Call for ‘fundamental culture change’
This latest inquiry did not dwell on what happened but on how it happened. And it makes 290 recommendations as well as calling for “a fundamental culture change”.
Mr Francis rejects the constant refrain from managers and those charged with overseeing and regulating, that no cause for concern was drawn to their attention. There were ample reports, investigations and warnings. But there was no sense of urgency in dealing with this, he said.
And he now wants there to be a single regulator and he suggests the Care Quality Commission should take over the role of Monitor, the body charged with regulating foundation trusts.
His report is highly critical of Monitor, which he said should have probed more deeply into what was happening at the trust.
“The wider system did not react to the constant flow of information signalling cause for concern,” the report says.
At the trust itself, Mr Francis said the trust board and others within the trust “failed to appreciate the enormity of what was happening, reacted too slowly, if at all, to some matters of concern of which they were aware, and downplayed the significance of others.”

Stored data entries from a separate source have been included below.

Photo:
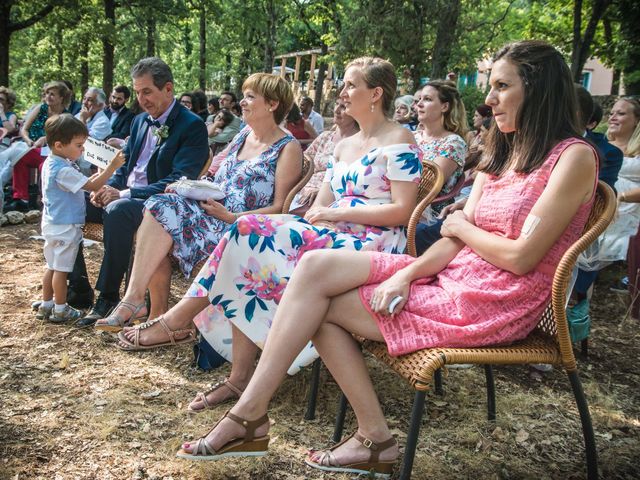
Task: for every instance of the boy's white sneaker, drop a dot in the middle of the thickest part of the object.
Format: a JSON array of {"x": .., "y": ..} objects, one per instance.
[
  {"x": 68, "y": 315},
  {"x": 43, "y": 313}
]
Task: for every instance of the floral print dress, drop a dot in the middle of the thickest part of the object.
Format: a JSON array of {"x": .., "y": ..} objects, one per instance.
[
  {"x": 248, "y": 184},
  {"x": 248, "y": 271}
]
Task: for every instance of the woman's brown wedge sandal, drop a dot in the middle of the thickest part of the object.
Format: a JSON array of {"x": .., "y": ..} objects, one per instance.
[
  {"x": 374, "y": 466},
  {"x": 248, "y": 446}
]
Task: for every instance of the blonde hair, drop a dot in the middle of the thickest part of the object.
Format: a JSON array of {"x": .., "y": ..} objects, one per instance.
[
  {"x": 455, "y": 118},
  {"x": 62, "y": 90},
  {"x": 378, "y": 72},
  {"x": 273, "y": 88},
  {"x": 633, "y": 146},
  {"x": 11, "y": 97}
]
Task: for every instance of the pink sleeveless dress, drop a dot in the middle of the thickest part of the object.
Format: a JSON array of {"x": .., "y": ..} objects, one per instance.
[{"x": 472, "y": 303}]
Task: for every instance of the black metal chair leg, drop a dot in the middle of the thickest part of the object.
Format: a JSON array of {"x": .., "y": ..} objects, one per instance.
[
  {"x": 438, "y": 381},
  {"x": 491, "y": 393},
  {"x": 584, "y": 348},
  {"x": 412, "y": 436},
  {"x": 587, "y": 427},
  {"x": 310, "y": 414},
  {"x": 342, "y": 411}
]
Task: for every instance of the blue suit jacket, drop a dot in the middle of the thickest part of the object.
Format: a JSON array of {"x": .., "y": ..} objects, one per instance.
[
  {"x": 611, "y": 158},
  {"x": 182, "y": 154}
]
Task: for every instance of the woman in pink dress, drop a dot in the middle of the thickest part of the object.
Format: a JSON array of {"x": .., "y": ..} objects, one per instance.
[{"x": 485, "y": 282}]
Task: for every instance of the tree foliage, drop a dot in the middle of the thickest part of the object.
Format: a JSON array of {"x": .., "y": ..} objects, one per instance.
[{"x": 215, "y": 44}]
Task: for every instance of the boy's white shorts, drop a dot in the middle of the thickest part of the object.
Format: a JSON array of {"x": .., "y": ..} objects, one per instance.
[{"x": 61, "y": 244}]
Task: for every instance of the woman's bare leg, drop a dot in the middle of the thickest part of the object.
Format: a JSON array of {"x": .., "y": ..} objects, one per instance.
[
  {"x": 159, "y": 286},
  {"x": 244, "y": 360},
  {"x": 342, "y": 356},
  {"x": 319, "y": 276},
  {"x": 153, "y": 244}
]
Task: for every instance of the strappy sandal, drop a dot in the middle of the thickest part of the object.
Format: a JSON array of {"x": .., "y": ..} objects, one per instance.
[
  {"x": 374, "y": 466},
  {"x": 125, "y": 344},
  {"x": 115, "y": 323},
  {"x": 248, "y": 446},
  {"x": 202, "y": 396}
]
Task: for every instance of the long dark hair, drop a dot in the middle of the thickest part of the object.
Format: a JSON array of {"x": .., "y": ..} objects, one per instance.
[{"x": 548, "y": 113}]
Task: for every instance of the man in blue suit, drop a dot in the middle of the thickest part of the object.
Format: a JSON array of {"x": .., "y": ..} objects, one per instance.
[{"x": 167, "y": 142}]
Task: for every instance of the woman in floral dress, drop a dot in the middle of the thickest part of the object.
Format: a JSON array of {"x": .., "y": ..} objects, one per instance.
[
  {"x": 260, "y": 167},
  {"x": 373, "y": 181},
  {"x": 321, "y": 151}
]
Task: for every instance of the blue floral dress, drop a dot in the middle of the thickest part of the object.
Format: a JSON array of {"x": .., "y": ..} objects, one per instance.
[
  {"x": 247, "y": 273},
  {"x": 248, "y": 184}
]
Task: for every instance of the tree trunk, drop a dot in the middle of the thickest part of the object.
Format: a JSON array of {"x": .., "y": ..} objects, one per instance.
[
  {"x": 445, "y": 38},
  {"x": 322, "y": 70},
  {"x": 7, "y": 27},
  {"x": 417, "y": 55},
  {"x": 227, "y": 75},
  {"x": 582, "y": 44},
  {"x": 270, "y": 38},
  {"x": 84, "y": 68},
  {"x": 202, "y": 73},
  {"x": 151, "y": 35},
  {"x": 59, "y": 51},
  {"x": 576, "y": 39},
  {"x": 107, "y": 46},
  {"x": 615, "y": 82},
  {"x": 630, "y": 45}
]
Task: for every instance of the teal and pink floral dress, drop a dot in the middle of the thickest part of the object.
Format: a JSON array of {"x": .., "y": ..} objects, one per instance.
[{"x": 248, "y": 271}]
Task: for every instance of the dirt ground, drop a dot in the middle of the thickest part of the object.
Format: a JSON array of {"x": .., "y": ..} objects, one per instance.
[{"x": 72, "y": 406}]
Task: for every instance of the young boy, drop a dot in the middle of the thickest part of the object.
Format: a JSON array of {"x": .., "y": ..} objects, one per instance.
[{"x": 64, "y": 211}]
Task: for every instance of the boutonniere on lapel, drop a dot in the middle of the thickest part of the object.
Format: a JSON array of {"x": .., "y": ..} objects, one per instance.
[{"x": 161, "y": 133}]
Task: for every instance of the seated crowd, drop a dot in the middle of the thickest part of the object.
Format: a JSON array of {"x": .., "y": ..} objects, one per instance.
[{"x": 516, "y": 195}]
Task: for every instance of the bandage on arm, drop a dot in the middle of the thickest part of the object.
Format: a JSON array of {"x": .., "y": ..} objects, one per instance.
[{"x": 529, "y": 226}]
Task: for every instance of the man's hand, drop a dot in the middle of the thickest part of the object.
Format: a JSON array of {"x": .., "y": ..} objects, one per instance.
[
  {"x": 104, "y": 196},
  {"x": 116, "y": 142},
  {"x": 217, "y": 210}
]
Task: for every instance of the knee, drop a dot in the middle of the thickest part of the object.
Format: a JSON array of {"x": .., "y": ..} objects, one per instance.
[
  {"x": 123, "y": 213},
  {"x": 313, "y": 263}
]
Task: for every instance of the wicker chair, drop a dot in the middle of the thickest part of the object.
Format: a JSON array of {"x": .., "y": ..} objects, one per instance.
[
  {"x": 549, "y": 343},
  {"x": 94, "y": 231},
  {"x": 431, "y": 183},
  {"x": 307, "y": 171}
]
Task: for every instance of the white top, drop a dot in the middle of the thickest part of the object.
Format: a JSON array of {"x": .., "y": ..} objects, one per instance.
[{"x": 99, "y": 126}]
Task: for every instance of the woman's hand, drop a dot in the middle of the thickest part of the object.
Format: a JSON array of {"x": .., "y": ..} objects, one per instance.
[
  {"x": 449, "y": 209},
  {"x": 316, "y": 214},
  {"x": 395, "y": 286},
  {"x": 217, "y": 210},
  {"x": 453, "y": 224},
  {"x": 308, "y": 196}
]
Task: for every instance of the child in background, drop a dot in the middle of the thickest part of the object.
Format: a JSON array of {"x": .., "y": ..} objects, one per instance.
[{"x": 64, "y": 211}]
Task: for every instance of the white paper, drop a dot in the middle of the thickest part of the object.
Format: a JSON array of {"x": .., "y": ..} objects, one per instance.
[{"x": 98, "y": 153}]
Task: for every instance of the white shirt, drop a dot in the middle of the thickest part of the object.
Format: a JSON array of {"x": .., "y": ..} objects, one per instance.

There was no culture of listening to patients, there were clinicians who kept their heads down, and nobody addressed the risk of shortage of skilled nursing staff.
Mr Francis now recommends that it should be made a criminal offence for any member of the NHS to fail to be open and transparent with patients and relatives or to obstruct another member of staff from speaking out about an incident.
He calls for gagging clauses to be removed from contracts so whistle blowers are not obstructed from speaking out.
And, in a move that will please patient groups, he calls for a statutory duty of candour. That is, if anyone believes a patient has been harmed or killed, a healthcare worker must let this be known.